In the 13th century, Mongol emperor Kublai Khan and his harem sported silk gowns, fur cloaks and jewel-encrusted head ornaments at their home — the legendary pleasure palace in Xanadu.
Today, latter-day khans are again stepping out in some of the world’s finest luxury fashions as Mongolia’s minerals-fueled economy boosts disposable income for the country’s nouveaux riches.
Louis Vuitton, Emporio Armani, Burberry and Hugo Boss have led the charge of high-end shops opening in Ulan Bator, the flashy stores jarring with the city’s Soviet-era apartment blocks and shantytowns.
“The domestic fashion industry is growing with the Mongolian economy and people have more money to spend,” Hugo Boss shop manager Siizhuugiin Nasantulga said. “They would rather spend it here than go on overseas shopping trips.”
Landlocked Mongolia, one of Asia’s poorest countries, has seen its per capita GDP rise to US$3,300 as foreign mining giants have come calling to tap into its vast deposits of everything from gold to coal.
The economy is expected to grow at a healthy 8 percent this year and the country’s currency advanced 10 percent against the US dollar last year, making imports cheaper.
With an influx of new money and the number of millionaires growing, members of the upper-income set have sought to outdo each other with name-brand fashion and fancy cars.
“Mongolians have great fashion sense and they are always looking for the highest quality products,” says Nasantulga, a strapping 28-year-old with fluent English he learned while studying business overseas. “People love to show off their cars and they take pride in dressing as well as they possibly can.”
Luxury lifestyles have been a foreign concept for most of Mongolia’s modern history.
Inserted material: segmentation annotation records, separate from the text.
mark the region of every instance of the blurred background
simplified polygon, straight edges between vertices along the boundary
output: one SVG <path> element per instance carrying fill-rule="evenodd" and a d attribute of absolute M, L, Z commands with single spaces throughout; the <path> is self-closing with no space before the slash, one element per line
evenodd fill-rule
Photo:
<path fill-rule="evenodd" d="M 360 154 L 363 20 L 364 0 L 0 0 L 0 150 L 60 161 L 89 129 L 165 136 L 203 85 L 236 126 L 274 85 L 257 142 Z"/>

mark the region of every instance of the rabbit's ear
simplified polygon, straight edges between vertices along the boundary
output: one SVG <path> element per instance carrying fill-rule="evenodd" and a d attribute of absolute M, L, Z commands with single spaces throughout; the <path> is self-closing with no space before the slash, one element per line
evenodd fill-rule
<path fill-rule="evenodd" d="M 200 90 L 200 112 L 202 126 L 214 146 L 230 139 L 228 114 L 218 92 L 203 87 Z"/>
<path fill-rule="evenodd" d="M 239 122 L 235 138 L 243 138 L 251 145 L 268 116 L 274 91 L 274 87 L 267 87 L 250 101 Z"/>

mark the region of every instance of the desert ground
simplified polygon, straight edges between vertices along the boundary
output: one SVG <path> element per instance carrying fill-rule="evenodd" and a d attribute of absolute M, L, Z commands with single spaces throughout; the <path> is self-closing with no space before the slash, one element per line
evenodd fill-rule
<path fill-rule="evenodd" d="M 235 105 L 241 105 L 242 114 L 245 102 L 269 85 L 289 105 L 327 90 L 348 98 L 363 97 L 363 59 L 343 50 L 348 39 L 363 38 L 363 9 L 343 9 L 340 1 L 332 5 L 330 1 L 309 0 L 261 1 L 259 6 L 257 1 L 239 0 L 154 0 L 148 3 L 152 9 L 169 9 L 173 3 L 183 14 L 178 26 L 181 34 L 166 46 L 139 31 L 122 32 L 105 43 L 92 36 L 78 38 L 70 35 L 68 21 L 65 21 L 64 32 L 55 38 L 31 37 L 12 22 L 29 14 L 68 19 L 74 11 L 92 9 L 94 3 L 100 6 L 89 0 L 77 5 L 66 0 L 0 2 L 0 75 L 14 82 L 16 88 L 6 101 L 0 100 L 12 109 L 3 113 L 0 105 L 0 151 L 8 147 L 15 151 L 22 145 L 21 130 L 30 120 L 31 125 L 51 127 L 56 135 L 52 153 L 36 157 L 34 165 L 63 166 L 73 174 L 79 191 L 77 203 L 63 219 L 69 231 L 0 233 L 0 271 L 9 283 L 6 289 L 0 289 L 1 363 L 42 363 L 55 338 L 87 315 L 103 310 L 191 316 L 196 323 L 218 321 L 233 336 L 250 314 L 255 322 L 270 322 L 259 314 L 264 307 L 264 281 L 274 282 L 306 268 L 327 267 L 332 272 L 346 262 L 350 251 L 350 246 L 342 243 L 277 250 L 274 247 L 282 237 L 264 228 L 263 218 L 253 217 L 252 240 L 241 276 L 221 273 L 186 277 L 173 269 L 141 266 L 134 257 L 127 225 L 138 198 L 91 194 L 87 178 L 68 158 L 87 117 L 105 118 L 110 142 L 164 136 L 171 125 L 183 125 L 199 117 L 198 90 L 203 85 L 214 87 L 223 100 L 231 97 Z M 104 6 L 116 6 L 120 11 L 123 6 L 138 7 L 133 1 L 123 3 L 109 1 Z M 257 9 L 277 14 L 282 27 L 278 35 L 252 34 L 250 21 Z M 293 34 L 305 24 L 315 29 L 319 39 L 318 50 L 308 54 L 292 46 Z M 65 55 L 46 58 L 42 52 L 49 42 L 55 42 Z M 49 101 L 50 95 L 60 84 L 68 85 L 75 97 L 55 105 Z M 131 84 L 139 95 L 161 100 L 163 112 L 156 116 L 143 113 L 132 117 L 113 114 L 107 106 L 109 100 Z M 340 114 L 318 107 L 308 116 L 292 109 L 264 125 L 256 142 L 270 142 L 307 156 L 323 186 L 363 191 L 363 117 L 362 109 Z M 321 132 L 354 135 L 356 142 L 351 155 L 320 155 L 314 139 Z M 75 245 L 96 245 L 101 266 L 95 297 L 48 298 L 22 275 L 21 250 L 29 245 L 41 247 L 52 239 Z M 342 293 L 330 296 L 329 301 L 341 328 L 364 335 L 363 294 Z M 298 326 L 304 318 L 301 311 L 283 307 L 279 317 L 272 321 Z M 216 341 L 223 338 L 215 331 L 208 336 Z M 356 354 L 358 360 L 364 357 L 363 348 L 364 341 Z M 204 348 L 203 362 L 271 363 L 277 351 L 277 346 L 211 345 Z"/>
It was a communist country for nearly seven decades until a 1990 democratic revolution led to multiparty politics and a market economy.
Most of the luxury shops in Ulan Bator are located in the Central Tower, a new office building adjacent to Sukhbaatar Square, where the modern Mongolian state was established in 1921.
In the VIP room of the Louis Vuitton store, big spenders can lounge on white leather couches as they check out US$1,100 shoes or US$800 sunglasses. Outside, luxury cars ply potholed streets. Flashy SUVs — Toyota Land Cruisers, Hummers and Land Rovers — stand snarled in traffic jams with models from Mercedes-Benz, Lexus and BMW.
Beyond the capital, a few Mongolians are taking to the roads in custom-built Mercedes-Benz Zetros trucks, packed with ultra-modern features like flatscreen TVs, bidets and even kitchens.
While the upper crust flaunts its wealth, most working class Mongolians barely make ends meet by toiling in mines, herding livestock, driving taxis or selling imported goods from China.
The average office-worker salary in the capital is about US$250 a month and the minimum wage is just US$115 a month. Foot traffic in luxury shops is therefore understandably low — but ready to spend.
“We have relatively few customers, but those that shop buy a lot,” Armani manager Batbekhiin Batkhuu said. “For now, the most important part of our business plan is establishing brand awareness. We need to educate people on fashion and which labels are the best.”
The sizzling real-estate market in Ulan Bator is helping to make these increasingly luxurious lifestyles possible. When property markets were privatized in the late 1990s, apartments were readily available for about US$5,000, Belgian real estate investor Chris De Gruben says. Those same apartments now sell for about US$90,000.